Parenting

Communication: Don’t Talk Down to Children

I remember a story that happened a few years ago. I’m an author and I was at a school for a “meet the author” gathering in the school auditorium. One of the teachers saw a boy sitting in the first row named Guy chewing gum. She went up to him commenting loudly: “Guy, didn’t I tell you that I don’t allow chewing gum?”

He kept on chewing, a bit slower but he kept at it.

“What would you like me to do now?” The teacher roared.

Guy kept chewing and didn’t respond.

“In one more minute, I will ask you to leave the auditorium,” she called to him.

I got off the stage and went over to him, bent down on my knees until my head was touching his and gently whispered to him: “I really want you to stay here”. 

He took the gum out of his mouth.

I looked up at the severe expression on the teacher’s face and thought to myself: “Children really have it hard. They’re small and short and we adults tower over them. Even if we aren’t trying, our presence is threatening to them.”

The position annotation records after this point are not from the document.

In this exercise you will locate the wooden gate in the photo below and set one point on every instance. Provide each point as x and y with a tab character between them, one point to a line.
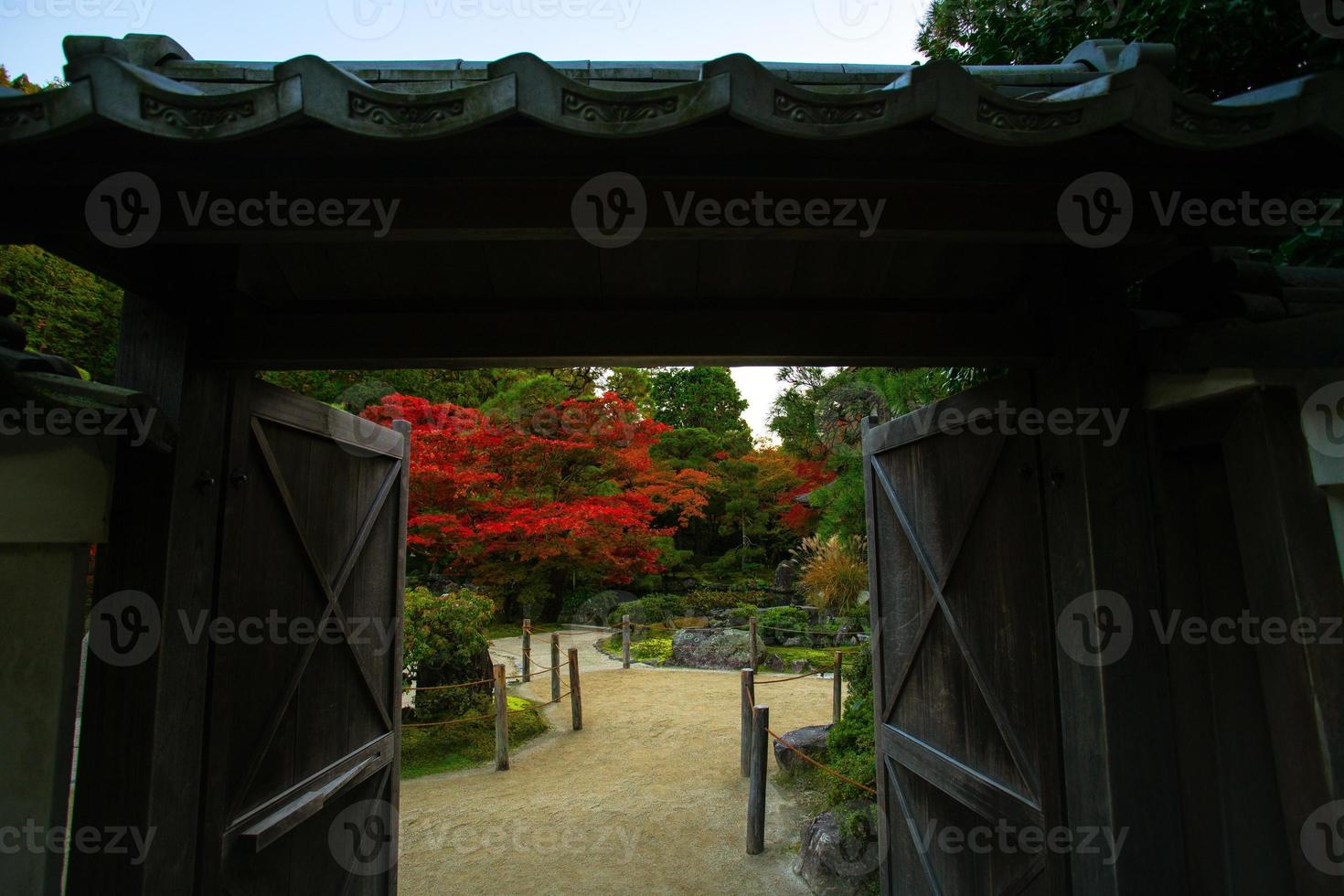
963	649
302	744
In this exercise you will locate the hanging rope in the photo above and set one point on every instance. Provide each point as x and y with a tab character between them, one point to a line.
468	684
826	769
772	681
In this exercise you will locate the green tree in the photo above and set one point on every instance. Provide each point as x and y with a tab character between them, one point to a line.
703	398
63	309
1221	46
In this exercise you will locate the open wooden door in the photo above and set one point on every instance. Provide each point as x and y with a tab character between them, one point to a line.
300	784
963	649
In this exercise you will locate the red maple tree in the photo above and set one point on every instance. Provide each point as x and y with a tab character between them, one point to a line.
532	507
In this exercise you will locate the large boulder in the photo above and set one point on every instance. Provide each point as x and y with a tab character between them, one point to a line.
726	649
837	855
811	741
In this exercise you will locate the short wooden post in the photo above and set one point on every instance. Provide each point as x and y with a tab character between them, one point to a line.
500	720
555	667
527	650
748	699
575	700
625	643
835	690
755	795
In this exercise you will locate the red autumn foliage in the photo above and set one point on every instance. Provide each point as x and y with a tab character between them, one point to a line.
571	489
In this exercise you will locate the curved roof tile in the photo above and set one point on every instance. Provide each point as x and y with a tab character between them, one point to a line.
149	83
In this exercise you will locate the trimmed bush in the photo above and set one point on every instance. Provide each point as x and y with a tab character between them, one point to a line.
705	601
772	618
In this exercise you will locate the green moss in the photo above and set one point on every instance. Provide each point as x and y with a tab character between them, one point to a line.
426	752
652	649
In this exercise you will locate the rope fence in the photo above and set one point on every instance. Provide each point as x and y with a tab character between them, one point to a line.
503	712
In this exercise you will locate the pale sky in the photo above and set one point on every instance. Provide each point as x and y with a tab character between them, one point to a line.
869	31
758	387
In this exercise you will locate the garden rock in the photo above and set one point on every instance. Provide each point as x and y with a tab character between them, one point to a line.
811	741
728	649
835	864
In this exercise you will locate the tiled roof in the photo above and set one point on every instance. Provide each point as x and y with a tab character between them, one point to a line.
149	83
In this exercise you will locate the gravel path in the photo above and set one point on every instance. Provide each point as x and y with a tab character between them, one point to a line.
646	798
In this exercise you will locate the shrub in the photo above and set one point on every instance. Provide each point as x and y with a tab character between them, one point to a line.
834	574
443	640
654	609
705	601
792	618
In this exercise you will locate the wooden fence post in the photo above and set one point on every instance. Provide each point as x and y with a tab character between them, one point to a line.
575	700
748	699
555	667
835	687
527	650
625	643
755	797
500	720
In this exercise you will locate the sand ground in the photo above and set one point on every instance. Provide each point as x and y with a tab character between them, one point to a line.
646	798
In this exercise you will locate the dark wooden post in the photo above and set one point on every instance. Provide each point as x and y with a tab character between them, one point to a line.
500	720
143	727
575	699
555	667
755	797
625	643
527	650
835	692
748	699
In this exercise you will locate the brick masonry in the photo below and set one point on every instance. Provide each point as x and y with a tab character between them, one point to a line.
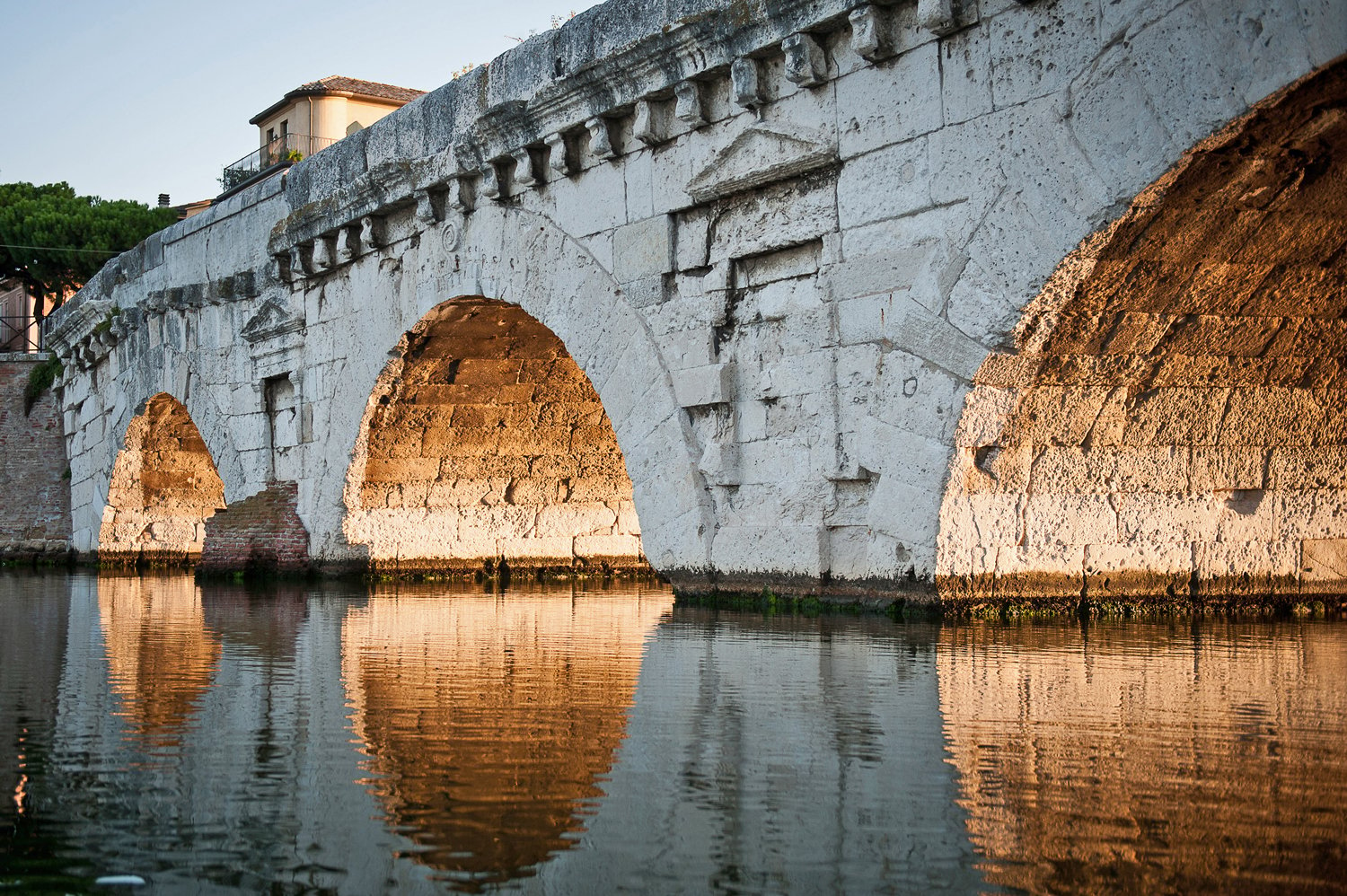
34	484
259	534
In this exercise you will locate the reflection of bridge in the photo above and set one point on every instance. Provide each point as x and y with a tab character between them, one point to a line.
593	742
788	267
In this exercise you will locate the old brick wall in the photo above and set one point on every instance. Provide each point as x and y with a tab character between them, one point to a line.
259	534
34	486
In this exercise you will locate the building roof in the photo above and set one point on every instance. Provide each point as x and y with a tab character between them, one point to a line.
341	85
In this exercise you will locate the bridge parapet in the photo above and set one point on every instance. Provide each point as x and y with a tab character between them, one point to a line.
780	239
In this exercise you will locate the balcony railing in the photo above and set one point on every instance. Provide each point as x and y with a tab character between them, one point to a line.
282	151
18	333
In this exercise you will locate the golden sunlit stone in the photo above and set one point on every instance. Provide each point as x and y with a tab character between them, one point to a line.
484	439
163	488
1172	420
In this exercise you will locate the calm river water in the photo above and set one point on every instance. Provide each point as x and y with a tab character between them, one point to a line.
420	740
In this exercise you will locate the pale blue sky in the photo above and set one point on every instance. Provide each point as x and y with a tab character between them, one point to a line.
132	99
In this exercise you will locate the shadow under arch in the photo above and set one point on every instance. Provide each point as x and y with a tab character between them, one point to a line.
523	259
162	489
1171	420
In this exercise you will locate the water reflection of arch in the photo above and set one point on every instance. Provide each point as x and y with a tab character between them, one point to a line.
490	723
779	755
161	654
266	619
1101	759
162	489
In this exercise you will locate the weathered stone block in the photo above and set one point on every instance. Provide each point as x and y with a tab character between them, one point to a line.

From that day onwards I learned and teach in my lectures that if you want to communicate, if you want to get through to a child and get him to listen to you, you must go down to his level. Speak to him at his height. Don’t inadvertently allow him to feel you are on top and that he is low down. You are after all, a teacher or parent; not a dictator or tyrant.

A child listens when he knows he is noticed and understood. He will know this when you literally touch his head with yours and not stand towering over him. Speak to him face to face.